Exporting and Running Locally¶
Exporting¶
Tales can be exported as a BagIt archive. This is the same format used for publishing.
To export a tale, navigate to the Run page, select the Tale Action (…) menu and then select Export Tale:

Exporting a Tale¶
The tale will be exported as a BagIt archive. BagIt is a standard format defined for archival storage of digital objects.
BagIt Format¶
Tales exported under BagIt have additional metadata and an additional fetch.txt
file that lists where external data resides.
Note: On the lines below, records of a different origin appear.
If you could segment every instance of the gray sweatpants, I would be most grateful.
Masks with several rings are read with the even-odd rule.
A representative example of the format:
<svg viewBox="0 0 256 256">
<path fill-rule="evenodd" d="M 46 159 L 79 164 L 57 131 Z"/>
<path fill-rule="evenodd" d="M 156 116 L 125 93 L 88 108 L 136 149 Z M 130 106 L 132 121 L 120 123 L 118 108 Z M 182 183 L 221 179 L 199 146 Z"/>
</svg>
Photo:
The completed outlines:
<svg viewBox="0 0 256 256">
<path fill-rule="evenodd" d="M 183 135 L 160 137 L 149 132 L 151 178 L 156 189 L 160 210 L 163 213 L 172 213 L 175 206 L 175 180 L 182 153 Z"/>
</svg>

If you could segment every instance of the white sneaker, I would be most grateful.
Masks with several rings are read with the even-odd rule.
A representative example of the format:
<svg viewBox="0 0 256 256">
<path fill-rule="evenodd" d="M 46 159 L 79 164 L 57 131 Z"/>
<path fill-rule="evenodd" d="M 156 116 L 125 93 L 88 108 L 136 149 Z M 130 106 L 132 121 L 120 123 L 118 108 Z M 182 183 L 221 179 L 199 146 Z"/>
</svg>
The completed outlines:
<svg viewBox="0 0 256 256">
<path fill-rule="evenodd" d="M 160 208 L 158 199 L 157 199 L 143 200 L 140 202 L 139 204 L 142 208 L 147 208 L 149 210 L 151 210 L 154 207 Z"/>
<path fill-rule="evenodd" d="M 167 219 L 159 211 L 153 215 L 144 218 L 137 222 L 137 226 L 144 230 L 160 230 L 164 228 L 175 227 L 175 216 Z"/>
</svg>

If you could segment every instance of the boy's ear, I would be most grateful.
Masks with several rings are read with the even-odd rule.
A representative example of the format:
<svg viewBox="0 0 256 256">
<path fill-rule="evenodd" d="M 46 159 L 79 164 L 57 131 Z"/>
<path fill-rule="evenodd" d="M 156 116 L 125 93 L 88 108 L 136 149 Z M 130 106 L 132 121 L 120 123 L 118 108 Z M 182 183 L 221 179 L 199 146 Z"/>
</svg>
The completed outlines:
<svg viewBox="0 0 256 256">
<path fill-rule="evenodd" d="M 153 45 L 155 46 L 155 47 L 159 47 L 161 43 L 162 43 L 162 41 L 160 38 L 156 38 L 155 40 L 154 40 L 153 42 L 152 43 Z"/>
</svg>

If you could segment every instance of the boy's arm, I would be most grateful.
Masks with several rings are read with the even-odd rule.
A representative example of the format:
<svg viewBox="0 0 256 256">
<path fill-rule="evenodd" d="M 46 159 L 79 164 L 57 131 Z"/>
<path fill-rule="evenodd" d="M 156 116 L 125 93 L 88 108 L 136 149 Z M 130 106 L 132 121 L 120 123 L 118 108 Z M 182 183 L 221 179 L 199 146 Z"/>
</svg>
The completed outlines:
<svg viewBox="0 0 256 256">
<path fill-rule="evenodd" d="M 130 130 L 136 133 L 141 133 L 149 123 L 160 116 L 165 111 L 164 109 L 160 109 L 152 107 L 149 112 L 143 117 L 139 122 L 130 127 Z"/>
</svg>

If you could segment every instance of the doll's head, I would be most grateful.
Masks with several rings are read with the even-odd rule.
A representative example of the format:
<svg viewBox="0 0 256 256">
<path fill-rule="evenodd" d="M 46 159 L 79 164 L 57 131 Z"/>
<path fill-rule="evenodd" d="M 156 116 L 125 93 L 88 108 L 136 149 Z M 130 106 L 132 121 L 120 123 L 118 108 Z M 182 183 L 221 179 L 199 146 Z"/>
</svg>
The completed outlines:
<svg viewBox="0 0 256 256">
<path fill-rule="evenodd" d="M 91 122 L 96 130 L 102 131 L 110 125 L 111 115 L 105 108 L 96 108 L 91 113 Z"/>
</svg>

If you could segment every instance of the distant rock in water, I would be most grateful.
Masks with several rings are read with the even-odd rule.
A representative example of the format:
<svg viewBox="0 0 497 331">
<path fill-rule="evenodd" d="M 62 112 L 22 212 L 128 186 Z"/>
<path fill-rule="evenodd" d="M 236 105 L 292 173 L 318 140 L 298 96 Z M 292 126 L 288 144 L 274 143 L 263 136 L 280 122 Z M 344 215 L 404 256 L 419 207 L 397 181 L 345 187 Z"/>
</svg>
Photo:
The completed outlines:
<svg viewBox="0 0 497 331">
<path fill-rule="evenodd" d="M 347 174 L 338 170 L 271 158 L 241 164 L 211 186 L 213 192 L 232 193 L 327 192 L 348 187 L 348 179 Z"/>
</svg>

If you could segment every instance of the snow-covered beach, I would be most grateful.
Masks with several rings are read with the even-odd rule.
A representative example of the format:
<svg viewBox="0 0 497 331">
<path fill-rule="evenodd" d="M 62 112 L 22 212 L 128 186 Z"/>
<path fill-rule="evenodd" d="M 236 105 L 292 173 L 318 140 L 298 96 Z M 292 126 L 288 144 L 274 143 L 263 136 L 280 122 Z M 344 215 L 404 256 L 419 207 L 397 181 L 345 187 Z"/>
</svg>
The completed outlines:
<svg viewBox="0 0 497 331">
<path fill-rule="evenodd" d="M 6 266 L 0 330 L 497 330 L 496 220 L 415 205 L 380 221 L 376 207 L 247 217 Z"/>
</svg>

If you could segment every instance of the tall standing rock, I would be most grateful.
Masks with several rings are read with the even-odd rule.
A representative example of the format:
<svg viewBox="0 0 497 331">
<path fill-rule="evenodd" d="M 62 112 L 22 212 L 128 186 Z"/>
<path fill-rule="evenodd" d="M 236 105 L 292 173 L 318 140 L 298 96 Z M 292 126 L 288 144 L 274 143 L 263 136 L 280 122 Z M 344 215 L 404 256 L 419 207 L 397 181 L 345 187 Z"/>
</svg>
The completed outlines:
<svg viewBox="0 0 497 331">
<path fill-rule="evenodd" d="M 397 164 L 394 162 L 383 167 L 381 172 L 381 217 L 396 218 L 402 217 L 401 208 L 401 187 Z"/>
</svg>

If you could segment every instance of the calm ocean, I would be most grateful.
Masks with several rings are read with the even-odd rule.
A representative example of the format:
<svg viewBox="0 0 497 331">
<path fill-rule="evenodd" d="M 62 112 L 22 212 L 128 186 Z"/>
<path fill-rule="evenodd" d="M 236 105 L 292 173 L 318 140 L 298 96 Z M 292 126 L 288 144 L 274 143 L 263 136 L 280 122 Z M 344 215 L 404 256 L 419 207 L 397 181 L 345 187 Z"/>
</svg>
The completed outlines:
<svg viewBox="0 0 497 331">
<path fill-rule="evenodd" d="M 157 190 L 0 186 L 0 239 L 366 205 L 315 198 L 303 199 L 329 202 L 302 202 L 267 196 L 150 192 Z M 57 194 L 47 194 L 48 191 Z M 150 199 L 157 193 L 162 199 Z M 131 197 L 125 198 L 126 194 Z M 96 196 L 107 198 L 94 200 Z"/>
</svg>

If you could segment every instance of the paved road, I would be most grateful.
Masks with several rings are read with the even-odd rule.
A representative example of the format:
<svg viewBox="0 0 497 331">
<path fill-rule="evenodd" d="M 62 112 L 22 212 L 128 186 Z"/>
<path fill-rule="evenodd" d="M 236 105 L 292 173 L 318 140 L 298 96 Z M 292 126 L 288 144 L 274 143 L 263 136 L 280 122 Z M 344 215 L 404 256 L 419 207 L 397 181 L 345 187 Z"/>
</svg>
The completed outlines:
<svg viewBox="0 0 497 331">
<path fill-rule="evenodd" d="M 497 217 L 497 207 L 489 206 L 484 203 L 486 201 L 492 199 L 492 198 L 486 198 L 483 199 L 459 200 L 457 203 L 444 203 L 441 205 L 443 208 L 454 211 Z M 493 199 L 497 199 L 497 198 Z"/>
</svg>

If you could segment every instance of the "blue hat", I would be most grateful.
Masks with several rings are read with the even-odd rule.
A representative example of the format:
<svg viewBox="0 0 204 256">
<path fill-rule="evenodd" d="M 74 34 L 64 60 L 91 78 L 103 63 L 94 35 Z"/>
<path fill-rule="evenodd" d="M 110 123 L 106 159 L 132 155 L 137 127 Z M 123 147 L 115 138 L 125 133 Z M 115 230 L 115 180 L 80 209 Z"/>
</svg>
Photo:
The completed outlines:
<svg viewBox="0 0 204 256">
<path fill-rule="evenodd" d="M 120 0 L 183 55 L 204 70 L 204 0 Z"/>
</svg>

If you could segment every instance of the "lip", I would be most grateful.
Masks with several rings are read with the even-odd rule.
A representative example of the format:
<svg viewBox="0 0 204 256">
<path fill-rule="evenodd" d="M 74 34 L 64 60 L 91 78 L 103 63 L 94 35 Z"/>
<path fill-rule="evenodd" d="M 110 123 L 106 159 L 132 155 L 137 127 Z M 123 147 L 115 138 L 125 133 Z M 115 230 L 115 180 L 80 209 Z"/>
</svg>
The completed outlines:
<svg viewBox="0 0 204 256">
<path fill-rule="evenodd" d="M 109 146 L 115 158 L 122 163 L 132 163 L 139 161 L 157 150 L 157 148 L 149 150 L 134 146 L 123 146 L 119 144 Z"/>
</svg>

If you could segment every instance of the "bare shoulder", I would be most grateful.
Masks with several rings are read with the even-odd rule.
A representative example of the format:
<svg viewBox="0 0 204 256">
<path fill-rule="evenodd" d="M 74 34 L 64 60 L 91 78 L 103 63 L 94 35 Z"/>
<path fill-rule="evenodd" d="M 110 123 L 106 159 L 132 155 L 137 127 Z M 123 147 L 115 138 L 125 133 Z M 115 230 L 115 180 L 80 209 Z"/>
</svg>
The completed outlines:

Tales that are exported in this format
also have the ability to be run locally.
File or Folder |
Description |
---|---|
README.md |
Whole Tale readme |
bag-info.txt |
Bag metadata |
bagit.txt |
Bag declaration |
data |
Bag “payload directory” |
data/LICENSE |
Tale license |
data/workspace |
Tale workspace for exported version |
data/runs |
Recorded runs for exported version |
fetch.txt |
BagIt fetch file for external data |
manifest-<algorithm>.txt |
Payload manifest files for integrity checking. |
metadata/metadata.json |
Tale metadata for exported/published tale version |
metadata/environment.json |
Environment metadata for exported/published tale version |
run-local.sh |
Script to run tale locally |
tagmanifest-<algorithm>.txt |
Payload manifest files for integrity checking. |
To validate an exported bag using the bdbag package:
pip install bdbag
bdbag --resolve-fetch all .
bdbag --validate full .
Running Tales Locally¶
Exported Tales under the BagIt format have a run-local.sh
file that can be run to
re-create the tale. Before running run-local.sh
, ensure that you have Docker
running in the background.
When you’re ready to run the Tale, open up the terminal and navigate to the top level
of the bag. Run sh run-local.sh
and wait for the setup to complete. If this is your
first running a tale locally, it may take some time to download the container image.